WWBT 12 anchors Gene Cox and Sabrina Squire have been on top for so long that it’s hard to imagine Richmond news without them. Part of the pair’s charm is their perfect dichotomy. Where Gene is gruff, Sabrina is sympathetic; where Gene is rough, Sabrina is smooth. And on it goes: white/black, male/female, country/city (Gene is from Appalachia, Sabrina from Richmond).
Somehow, the duo represents the region itself — divided by race and by background, by style and by appearance. But they work so well together, effortlessly tossing stories back and forth amid casual banter, that they are a model of regional cooperation.

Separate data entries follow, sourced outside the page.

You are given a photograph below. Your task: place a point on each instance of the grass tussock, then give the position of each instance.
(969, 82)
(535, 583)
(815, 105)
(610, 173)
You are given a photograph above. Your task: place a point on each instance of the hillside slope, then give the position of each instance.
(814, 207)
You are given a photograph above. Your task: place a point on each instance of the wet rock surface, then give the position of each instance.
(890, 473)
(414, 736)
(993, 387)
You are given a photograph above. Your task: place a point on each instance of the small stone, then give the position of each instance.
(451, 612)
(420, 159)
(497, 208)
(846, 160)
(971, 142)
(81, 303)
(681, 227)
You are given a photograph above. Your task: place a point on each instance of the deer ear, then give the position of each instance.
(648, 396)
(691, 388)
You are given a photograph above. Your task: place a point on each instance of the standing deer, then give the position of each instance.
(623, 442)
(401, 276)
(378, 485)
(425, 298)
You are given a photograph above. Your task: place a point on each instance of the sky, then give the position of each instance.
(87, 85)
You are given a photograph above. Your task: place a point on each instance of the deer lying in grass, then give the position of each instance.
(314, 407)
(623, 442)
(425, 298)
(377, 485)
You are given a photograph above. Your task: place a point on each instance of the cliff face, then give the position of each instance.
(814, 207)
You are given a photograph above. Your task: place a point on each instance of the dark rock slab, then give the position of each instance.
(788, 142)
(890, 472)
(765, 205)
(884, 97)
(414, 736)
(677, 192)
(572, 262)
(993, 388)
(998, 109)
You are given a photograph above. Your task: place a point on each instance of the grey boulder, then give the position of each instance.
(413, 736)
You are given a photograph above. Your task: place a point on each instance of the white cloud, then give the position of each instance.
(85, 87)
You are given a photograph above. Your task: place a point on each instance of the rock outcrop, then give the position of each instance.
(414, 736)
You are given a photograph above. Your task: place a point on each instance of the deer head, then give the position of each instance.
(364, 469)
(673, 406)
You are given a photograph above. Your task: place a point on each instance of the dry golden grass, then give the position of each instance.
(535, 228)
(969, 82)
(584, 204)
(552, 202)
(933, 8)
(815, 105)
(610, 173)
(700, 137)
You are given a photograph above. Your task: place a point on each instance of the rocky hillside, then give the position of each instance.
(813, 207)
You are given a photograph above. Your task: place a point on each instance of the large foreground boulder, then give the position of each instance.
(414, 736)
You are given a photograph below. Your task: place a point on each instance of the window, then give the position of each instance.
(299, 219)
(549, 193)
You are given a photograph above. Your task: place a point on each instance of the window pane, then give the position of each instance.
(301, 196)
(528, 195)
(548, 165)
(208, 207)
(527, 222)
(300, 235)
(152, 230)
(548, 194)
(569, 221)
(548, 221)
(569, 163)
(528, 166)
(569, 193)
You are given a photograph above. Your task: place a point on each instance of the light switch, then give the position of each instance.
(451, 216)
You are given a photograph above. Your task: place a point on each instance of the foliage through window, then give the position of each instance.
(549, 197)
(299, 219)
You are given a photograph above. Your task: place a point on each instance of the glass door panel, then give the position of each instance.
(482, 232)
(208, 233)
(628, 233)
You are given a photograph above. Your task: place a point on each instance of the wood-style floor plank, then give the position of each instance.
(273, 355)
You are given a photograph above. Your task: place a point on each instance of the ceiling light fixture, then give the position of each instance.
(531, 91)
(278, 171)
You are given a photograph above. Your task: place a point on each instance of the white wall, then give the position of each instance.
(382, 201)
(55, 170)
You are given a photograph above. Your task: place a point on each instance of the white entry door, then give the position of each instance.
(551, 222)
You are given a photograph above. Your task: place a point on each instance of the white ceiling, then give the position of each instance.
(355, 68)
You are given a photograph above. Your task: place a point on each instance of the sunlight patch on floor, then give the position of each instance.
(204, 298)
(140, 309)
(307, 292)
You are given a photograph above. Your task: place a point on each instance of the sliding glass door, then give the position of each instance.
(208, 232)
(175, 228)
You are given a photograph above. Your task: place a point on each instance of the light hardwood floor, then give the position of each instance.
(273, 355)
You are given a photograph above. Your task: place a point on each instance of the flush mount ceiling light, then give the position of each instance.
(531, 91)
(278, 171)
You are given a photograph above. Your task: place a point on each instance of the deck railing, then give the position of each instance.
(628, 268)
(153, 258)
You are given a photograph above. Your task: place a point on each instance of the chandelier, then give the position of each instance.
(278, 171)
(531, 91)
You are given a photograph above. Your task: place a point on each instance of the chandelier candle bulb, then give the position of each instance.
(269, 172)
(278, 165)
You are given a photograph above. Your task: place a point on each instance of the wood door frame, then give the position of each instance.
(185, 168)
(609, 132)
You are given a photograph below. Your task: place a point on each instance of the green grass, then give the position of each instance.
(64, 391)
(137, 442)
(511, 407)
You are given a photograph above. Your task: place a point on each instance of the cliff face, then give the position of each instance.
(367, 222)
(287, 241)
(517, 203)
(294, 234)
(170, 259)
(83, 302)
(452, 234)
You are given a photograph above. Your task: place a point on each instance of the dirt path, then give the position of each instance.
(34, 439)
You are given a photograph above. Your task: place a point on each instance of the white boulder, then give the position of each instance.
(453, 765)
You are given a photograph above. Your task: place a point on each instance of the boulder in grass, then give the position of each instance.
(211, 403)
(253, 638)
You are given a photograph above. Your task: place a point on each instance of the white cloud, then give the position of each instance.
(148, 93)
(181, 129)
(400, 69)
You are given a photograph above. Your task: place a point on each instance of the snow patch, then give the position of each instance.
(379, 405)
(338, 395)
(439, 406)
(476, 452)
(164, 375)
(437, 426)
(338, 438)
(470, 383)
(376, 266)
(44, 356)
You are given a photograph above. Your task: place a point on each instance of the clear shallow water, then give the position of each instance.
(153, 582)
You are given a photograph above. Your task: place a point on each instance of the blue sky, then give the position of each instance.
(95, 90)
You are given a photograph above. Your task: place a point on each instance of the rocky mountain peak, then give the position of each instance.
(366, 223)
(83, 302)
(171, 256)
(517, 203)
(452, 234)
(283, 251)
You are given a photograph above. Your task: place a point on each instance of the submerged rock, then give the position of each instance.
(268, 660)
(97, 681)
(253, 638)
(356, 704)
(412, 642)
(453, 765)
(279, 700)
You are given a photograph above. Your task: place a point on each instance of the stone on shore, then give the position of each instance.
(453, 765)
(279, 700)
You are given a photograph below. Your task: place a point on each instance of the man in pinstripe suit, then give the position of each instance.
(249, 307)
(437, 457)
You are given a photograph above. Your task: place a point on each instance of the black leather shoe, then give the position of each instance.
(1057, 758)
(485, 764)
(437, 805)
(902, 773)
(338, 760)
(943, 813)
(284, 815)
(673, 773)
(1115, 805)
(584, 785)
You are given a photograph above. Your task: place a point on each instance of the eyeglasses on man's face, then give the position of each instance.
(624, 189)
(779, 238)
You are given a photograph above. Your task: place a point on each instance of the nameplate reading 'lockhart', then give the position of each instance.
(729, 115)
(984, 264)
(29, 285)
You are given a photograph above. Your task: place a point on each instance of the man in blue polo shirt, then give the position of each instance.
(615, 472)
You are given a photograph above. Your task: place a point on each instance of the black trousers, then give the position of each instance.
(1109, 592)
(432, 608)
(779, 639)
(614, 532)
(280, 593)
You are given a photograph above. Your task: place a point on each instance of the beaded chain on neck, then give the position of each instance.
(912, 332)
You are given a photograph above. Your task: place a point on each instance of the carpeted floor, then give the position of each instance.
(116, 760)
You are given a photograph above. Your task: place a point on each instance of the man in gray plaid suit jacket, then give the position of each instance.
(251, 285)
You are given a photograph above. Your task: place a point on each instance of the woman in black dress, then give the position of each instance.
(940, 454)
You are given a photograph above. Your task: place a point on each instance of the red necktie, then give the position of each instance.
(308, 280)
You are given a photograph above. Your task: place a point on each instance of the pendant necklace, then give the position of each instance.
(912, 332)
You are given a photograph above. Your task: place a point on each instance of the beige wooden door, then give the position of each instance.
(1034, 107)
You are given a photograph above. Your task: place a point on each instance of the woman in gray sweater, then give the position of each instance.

Any advice for Richmond media consumers? “First of all, watch channel 12 all the time,” Cox says, presumably tongue-in-cheek. More seriously, he suggests varying one’s media diet. “Read Richmond magazine and Style Weekly every time they come out. Subscribe to the Times-Dispatch and read it — except for the editorial section, which is just downright embarrassing. ... It’d be a mistake to read only the Times-Dispatch; you need several sources of information. Open yourself up to all channels of local information — so I guess don’t bother much with radio. There’s no local information on radio.”
Richmond Radio King
Tom Parker
Used to be, WRVA was the AM station that delivered Richmond to itself. Its talkers — Alden Aaroe, Tim Timberlake, Allen Price, to name a few — were Richmonders. Its management was in Richmond. Its topics were those of Richmond. Its news division covered Richmond aggressively and thoroughly.
Times change.
Radio behemoth Clear Channel bought WRVA long ago, along with a slew of other Richmond AM and FM stations. WRVA moved its operations from its standalone building atop Church Hill to a corporate headquarters in Richmond’s West End. Most of the local shows were canceled, and the longtime hosts were canned. The local news operations were cut back; staff was slashed in half, to the point where there was no reporting staff on the weekends. National talk shows took over most of the available time slots except morning and afternoon drive times.
That puts whatever local control there is for Richmond’s main source of radio news squarely in the hands of Tom Parker. As the head of Clear Channel’s Richmond-area AM operations, Parker oversees WRVA’s local coverage and on-air schedule.
Radio news, he says, “is an important element” to people’s lives. “It’s portable, it’s companionship, it’s one-on-one,” he explains. “It complements a lot of the other information that’s out there.” Parker cites talk shows’ ability to act like a town-hall meeting, and the medium’s ability to convey quick news updates.
No room in this model for long, in-depth journalism on local issues; the important thing is to get in, get out. News fast, to the point. Leave the analysis to the call-in shows, with their shouters and dittoes. That’s news radio these days.
Parker points proudly to a recent increase in his stations’ local news coverage: Just before the 2004 elections, he approved a move to re-staff the news operations on weekends. Now, he says, “We have news coverage very nearly 24-seven.” In the diminished world of radio news, that counts as a victory worth praising.